French feminism traveled across the Channel to Britain and inspired the talented Mary Wollstonecraft. Born into a respectable but downwardly mobile family, Wollstonecraft took work as a governess before establishing herself as a writer in London. There she met the radical Thomas Paine and the philosopher William Godwin, along with other leading artists and intellectuals. In 1792, she published A Vindication of the Rights of Woman, offering a contrast to Paine’s 1791 book The Rights of Man. Paine wrote about property and politics as fundamental rights and never considered women; Wollstonecraft argued that women also had inherent rights. She spoke forcefully about the intellectual equality of the sexes that would become evident once women could get an equal education. She championed female economic independence and, most radically, suggested that traditional marriage at its worst was legalized prostitution.

Wollstonecraft’s book created an immediate sensation in America. Excerpts appeared in periodicals, bookstores stocked the London edition, and by 1795 there were three American reprints. Some women readers were cautious. A sixty-year-old Philadelphian, Elizabeth Drinker, reflected in her diary that Wollstonecraft “speaks my mind” on some issues but not others; “I am not for quite so much independence.” A youthful Priscilla Mason delivered a commencement address at her academy, inspired by Wollstonecraft to condemn “the high and mighty lords” (men) who denied women education and professional opportunities. “Happily, a more liberal way of thinking begins to prevail,” Mason predicted.

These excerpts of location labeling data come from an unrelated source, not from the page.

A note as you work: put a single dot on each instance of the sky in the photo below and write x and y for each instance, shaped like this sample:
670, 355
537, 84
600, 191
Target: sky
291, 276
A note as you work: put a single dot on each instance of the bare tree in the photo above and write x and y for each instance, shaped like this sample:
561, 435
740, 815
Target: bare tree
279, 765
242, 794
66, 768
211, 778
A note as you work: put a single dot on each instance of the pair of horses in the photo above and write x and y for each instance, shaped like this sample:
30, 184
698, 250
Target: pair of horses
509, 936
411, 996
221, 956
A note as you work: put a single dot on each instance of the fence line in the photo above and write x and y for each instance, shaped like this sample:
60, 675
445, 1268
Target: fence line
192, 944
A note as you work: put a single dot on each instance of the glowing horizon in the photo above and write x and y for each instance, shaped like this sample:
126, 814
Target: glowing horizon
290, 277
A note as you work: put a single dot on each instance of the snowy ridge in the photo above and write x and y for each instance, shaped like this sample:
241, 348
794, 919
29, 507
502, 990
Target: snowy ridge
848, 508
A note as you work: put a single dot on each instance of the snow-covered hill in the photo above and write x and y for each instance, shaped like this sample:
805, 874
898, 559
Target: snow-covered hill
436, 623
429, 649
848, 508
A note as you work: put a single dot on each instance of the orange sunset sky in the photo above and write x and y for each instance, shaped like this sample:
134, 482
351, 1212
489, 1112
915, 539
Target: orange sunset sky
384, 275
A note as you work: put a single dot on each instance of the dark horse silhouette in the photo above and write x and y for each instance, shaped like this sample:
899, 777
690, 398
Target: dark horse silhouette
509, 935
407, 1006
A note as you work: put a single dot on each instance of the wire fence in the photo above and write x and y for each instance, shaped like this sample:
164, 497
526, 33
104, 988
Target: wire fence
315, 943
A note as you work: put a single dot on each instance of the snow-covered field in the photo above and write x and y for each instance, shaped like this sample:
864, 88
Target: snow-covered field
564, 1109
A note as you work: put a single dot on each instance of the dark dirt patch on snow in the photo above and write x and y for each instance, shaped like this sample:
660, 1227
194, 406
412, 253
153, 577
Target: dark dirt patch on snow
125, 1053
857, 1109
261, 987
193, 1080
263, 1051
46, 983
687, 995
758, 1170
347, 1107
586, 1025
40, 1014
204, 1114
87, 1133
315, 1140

Male readers’ responses were also varied. Aaron Burr, a senator from New York, called Wollstonecraft’s book “a work of genius.” A Fourth of July speaker in New Jersey in 1793 proclaimed that “the Rights of Woman are no longer strange sounds to an American ear” and called for revisions in state law codes. Critics of Wollstonecraft were not in short supply. A New York orator on that same July Fourth rejected Wollstonecraft with the claim that woman’s rights really meant a woman’s duty “to submit to the control of that government she has voluntarily chosen”—namely, the government of a husband.

The interest in the rights of woman faded fast, however. The unhappy fate of de Gouges, guillotined in France in 1794, was soon followed by news of Wollstonecraft’s death in childbirth in 1797. Soon thereafter, William Godwin, father of her infant daughter, published details of her unconventional personal life: love affairs, two children conceived out of wedlock, and two suicide attempts. “Her licentious practice renders her memory odious to every friend of virtue,” declared a prominent American minister in 1801, shutting down nearly all possibility for continued public admiration of Wollstonecraft and her ideas about women.

America in a Global Context

  1. Contrast the radical ideas of Mary Wollstonecraft with the more moderate concept of “republican motherhood,” which summarizes American women’s contributions to civil society and family life.
  2. Why might Wollstonecraft’s unconventional personal life have cast doubt on the value of her ideas about the rights of woman?

Connect to the Big Idea

How did the struggle for woman’s rights reflect the struggle to define the new American nation?